With refugees, homeless encampments lining the streets, and open-air drug markets raining down death tickets, the Tenderloin long ago lost the days of clean, safe streets. For as long as I can remember, it’s always been like this. New efforts have been made to cure this drug epidemic. The city has recently started its new initiative, “Operation Overdrive.”
This step in fighting against the abusive hold drug traffickers have on our community is calling in support from the National Guard, Sheriff’s Office, and California Highway Patrol to assist our San Francisco Police Department with patrolling the streets. Their main goal is combating drug-related violence and overdoses, mostly related to the fentanyl crisis.
$20 million of funding, which was previously distributed to wellness hubs, is now potentially being diverted to the cities to pay for changes in drug court. These changes allow longer jail sentences after two arrests. This can potentially reduce the number of substance abusers out on the streets and decrease skyrocketing overdoses. San Francisco is already on track to having its worst year, with more than 450 deaths from overdoses.

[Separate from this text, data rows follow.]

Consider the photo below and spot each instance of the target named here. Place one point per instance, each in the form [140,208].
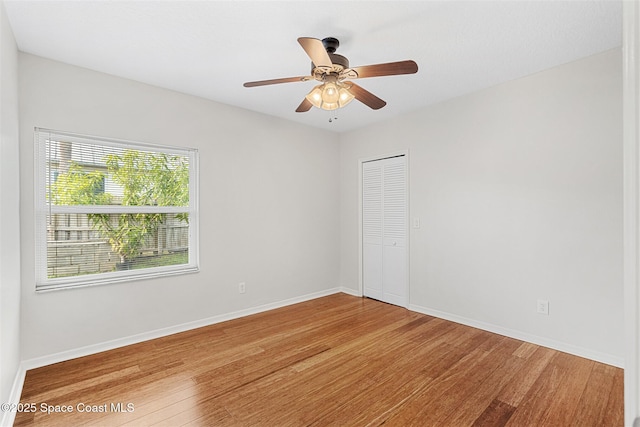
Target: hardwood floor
[337,360]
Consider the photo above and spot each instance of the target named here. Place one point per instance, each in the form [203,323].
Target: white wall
[9,212]
[269,196]
[519,192]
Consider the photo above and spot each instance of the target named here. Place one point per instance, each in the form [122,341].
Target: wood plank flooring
[337,360]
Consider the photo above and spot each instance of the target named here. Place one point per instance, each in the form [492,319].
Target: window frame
[44,208]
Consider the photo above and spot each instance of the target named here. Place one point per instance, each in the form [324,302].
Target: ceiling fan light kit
[332,70]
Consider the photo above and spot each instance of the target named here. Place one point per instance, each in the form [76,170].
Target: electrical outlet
[543,307]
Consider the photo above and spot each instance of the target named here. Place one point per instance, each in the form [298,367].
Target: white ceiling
[209,48]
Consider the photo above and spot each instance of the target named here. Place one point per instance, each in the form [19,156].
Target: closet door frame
[361,161]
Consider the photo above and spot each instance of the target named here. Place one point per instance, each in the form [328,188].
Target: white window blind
[111,210]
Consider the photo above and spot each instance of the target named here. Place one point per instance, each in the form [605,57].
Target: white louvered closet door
[384,230]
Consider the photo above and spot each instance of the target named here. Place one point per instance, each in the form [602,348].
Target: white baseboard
[158,333]
[349,291]
[8,417]
[523,336]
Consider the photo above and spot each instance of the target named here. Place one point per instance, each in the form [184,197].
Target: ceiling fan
[332,70]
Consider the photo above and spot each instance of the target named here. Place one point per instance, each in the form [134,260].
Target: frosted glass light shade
[329,96]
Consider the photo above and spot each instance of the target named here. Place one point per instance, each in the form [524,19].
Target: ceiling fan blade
[388,69]
[366,97]
[276,81]
[304,106]
[316,51]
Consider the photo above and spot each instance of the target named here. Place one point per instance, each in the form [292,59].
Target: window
[110,211]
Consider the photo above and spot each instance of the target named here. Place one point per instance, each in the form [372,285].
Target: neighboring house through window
[110,210]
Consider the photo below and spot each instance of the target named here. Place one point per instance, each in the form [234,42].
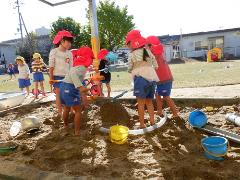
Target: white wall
[231,43]
[9,52]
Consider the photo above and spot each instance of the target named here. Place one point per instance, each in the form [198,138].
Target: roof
[19,39]
[169,39]
[211,32]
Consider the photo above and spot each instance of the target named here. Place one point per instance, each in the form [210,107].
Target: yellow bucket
[118,134]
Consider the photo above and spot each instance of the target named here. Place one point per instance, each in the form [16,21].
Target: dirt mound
[171,152]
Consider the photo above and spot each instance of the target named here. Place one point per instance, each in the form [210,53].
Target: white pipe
[141,131]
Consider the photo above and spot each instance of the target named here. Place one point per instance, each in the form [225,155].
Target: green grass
[191,74]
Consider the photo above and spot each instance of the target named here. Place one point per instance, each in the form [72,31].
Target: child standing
[141,66]
[72,91]
[37,68]
[10,71]
[104,64]
[24,73]
[164,86]
[60,61]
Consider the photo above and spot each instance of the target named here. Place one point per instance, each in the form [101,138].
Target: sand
[171,152]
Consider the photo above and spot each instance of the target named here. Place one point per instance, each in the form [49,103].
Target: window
[216,42]
[201,45]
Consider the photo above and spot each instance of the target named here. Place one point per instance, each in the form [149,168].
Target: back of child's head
[102,54]
[61,37]
[20,59]
[155,45]
[84,57]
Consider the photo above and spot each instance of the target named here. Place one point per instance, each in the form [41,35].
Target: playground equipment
[214,55]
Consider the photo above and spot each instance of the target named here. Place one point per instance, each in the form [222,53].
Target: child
[72,91]
[37,68]
[24,72]
[10,71]
[141,65]
[104,64]
[164,85]
[60,61]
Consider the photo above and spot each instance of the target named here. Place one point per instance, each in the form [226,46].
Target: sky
[152,17]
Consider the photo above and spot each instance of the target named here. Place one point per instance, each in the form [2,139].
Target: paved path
[229,91]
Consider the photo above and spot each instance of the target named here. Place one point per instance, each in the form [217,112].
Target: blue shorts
[143,88]
[164,89]
[69,95]
[38,77]
[57,84]
[24,83]
[10,72]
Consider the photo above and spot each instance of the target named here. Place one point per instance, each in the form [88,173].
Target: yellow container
[118,134]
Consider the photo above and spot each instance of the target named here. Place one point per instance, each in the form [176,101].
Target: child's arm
[152,59]
[27,72]
[130,63]
[51,64]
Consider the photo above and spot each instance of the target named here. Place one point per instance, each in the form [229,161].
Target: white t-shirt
[60,61]
[24,71]
[75,76]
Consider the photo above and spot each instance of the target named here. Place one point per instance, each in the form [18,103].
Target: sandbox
[170,152]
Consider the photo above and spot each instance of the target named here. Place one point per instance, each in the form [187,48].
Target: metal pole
[94,30]
[19,17]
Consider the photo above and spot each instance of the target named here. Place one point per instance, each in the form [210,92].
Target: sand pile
[171,152]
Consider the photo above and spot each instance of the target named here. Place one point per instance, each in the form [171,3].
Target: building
[7,53]
[195,45]
[43,47]
[42,31]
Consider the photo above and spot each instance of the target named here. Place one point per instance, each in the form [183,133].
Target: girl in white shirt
[24,72]
[60,61]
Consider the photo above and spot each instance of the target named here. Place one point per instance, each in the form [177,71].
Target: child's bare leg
[66,111]
[28,91]
[108,89]
[159,104]
[150,109]
[77,119]
[42,88]
[58,101]
[172,106]
[141,107]
[36,89]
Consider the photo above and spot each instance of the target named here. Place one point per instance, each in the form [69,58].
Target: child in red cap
[72,91]
[104,64]
[142,64]
[60,61]
[164,86]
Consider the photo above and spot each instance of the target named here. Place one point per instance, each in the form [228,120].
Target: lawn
[191,74]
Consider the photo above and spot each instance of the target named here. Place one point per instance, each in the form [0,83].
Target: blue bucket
[197,119]
[215,147]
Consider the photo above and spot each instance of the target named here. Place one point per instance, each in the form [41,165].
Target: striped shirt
[60,61]
[138,67]
[38,66]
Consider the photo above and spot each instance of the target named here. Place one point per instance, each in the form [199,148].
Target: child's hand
[85,101]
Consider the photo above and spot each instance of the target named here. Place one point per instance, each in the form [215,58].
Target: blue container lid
[197,119]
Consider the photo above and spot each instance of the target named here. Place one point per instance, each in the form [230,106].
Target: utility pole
[19,17]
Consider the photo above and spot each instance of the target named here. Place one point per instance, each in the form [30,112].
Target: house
[195,45]
[7,53]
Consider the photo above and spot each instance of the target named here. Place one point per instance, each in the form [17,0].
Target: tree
[81,34]
[28,47]
[114,23]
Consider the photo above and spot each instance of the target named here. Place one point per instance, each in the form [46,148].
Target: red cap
[138,42]
[102,54]
[60,35]
[84,57]
[153,40]
[133,34]
[157,49]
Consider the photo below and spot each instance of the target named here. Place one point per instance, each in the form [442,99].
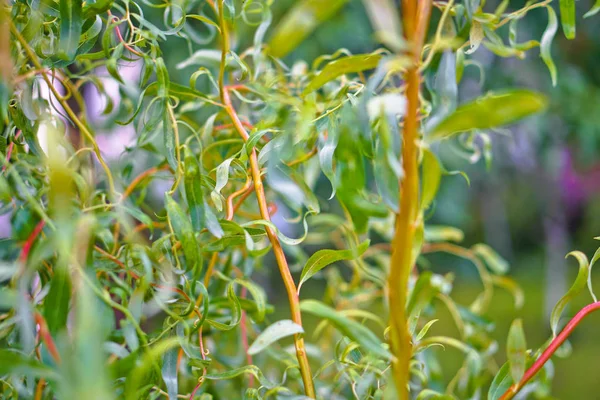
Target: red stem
[550,350]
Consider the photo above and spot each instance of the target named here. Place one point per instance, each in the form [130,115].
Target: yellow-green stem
[284,269]
[416,16]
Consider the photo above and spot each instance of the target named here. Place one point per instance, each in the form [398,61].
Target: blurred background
[538,199]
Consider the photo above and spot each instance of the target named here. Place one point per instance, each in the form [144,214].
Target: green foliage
[115,286]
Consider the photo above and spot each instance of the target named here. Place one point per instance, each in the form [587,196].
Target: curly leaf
[273,333]
[302,19]
[575,289]
[323,258]
[184,232]
[516,350]
[490,111]
[546,43]
[342,66]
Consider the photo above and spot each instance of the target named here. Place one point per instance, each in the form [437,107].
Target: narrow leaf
[501,383]
[70,28]
[354,330]
[516,350]
[432,175]
[300,21]
[490,111]
[595,10]
[546,43]
[323,258]
[567,17]
[493,260]
[574,290]
[342,66]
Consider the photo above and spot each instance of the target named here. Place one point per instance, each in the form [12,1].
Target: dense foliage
[141,276]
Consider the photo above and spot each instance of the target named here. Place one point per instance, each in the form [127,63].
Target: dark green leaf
[501,383]
[567,17]
[70,28]
[354,330]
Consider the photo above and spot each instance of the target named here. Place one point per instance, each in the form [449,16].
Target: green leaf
[490,111]
[70,28]
[428,394]
[177,90]
[432,175]
[184,232]
[248,369]
[259,296]
[300,21]
[17,364]
[236,311]
[425,329]
[501,383]
[595,258]
[493,260]
[516,350]
[594,10]
[169,373]
[354,330]
[435,233]
[342,66]
[140,375]
[574,290]
[567,17]
[546,43]
[98,7]
[56,303]
[273,333]
[323,258]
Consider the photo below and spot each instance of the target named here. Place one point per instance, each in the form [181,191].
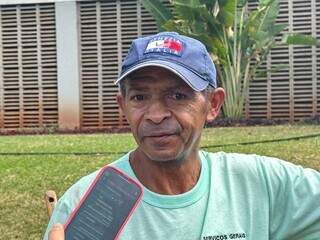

This forced-prison reform is under some scrutiny due to statistics of withdrawals and overdoses after offenders are released from jail.
The city hopes once offenders are in the system they will start drug reform programs that keep them from having withdrawals by using buprenorphine and methadone.
With this change, the Department of Justice is trying to mandate drug counseling and support to those currently on dangerous substances. With this new initiative they can try to rehabilitate drug abusers, remove them from the streets and place them within a safer environment over a longer period of time. Keeping them off the streets for multiple months or even a year greatly reduces the probability that they will end up back on the streets, relapsing and potentially having a fatal overdose.
The reason shorter terms are worse is that when an abuser goes to jail they are usually going cold turkey (with no medical assistance to fight against withdrawals). This means their body may have severe withdrawals, depending on what kind of substances they were abusing while on the streets. These withdrawals can lead to severe discomfort such as vomiting, muscle aches and depression. Once they are let out, after spending some time off of their drug of choice, they generally revert back to substance abuse. Now, the risk is that they won’t consider the amount they are consuming, which leads to an increased risk of having a fatal overdose.
San Francisco’s effort to prevent further overdose-related deaths can be a step in the right direction in the struggle with addiction. Much can be said of the past and how similar strategies have been put in place, but never really had a substantial impact on our community’s progress toward cleaner and safer streets. Hopefully, Tenderloin residents will begin to see progress in solving these problems and feel safer in the comfort of their communities.